Hesperidin inhibits synovial cell inflammation and macrophage polarization. - GreenMedInfo Summary
Hesperidin inhibits synovial cell inflammation and macrophage polarization through suppression of the PI3K/AKT pathway in complete Freund's adjuvant-induced arthritis in mice.
Chem Biol Interact. 2019 Apr 4. Epub 2019 Apr 4. PMID: 30954464
Rheumatoid arthritis (RA) is an autoimmune disease characterized by synovitis. Synovitis can cause joint injury by releasing inflammatory factors and metalloproteinases (MMPs). Therefore, it is necessary to find drugs that can control synovitis in the process of RA. Herein, we investigate the anti-inflammatory effect of Hesperidin (HSN) on fibroblast-like synovial (FLS) cells induced by lipopolysaccharide (LPS) and the protective action of M1 polarization level of synovial macrophages on antigen-induced arthritis (AIA) in order to elucidate the reduction of inflammatory cytokines and MMPs and the inhibition of macrophage activation.
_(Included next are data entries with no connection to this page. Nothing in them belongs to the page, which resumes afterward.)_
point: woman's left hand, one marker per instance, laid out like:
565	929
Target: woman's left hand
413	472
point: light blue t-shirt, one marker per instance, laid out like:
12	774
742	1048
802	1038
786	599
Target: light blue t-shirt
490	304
The functional effect of HSN on LPS-induced mRNA and protein expressions of inflammatory cytokines and MMPs in FLS cells as well as on LPS-induced macrophage M1 and M2 polarization markers was determined by quantitative real-time PCR (qPCR) or Western blot analyses, respectively. AIA in 2-month-old mice was generated using intraperitoneal injection with HSN (20 mg/kg/day) or LY294002 (20 mg/kg/day). The results show HSN significantly inhibited the LPS-induced gene expression of the inflammatory mediators. Furthermore, treatment with HSN relieved the antigen-induced arthritis and reduced the protein levels of MMP3, MMP9, and MMP13 in FLS and inhibitedthe polarization of macrophages to M1. Based on the results of our analyses, we concluded that HSN has significant anti-inflammatory activities and reduces the potential of MMPs in rheumatoid arthritis and the degree of polarization of macrophages to M1. Through the study of signaling pathways, we established that the inhibition of the PI3K/AKT signaling pathway by HSN may show therapeutic effects in the progression of rheumatoid arthritis.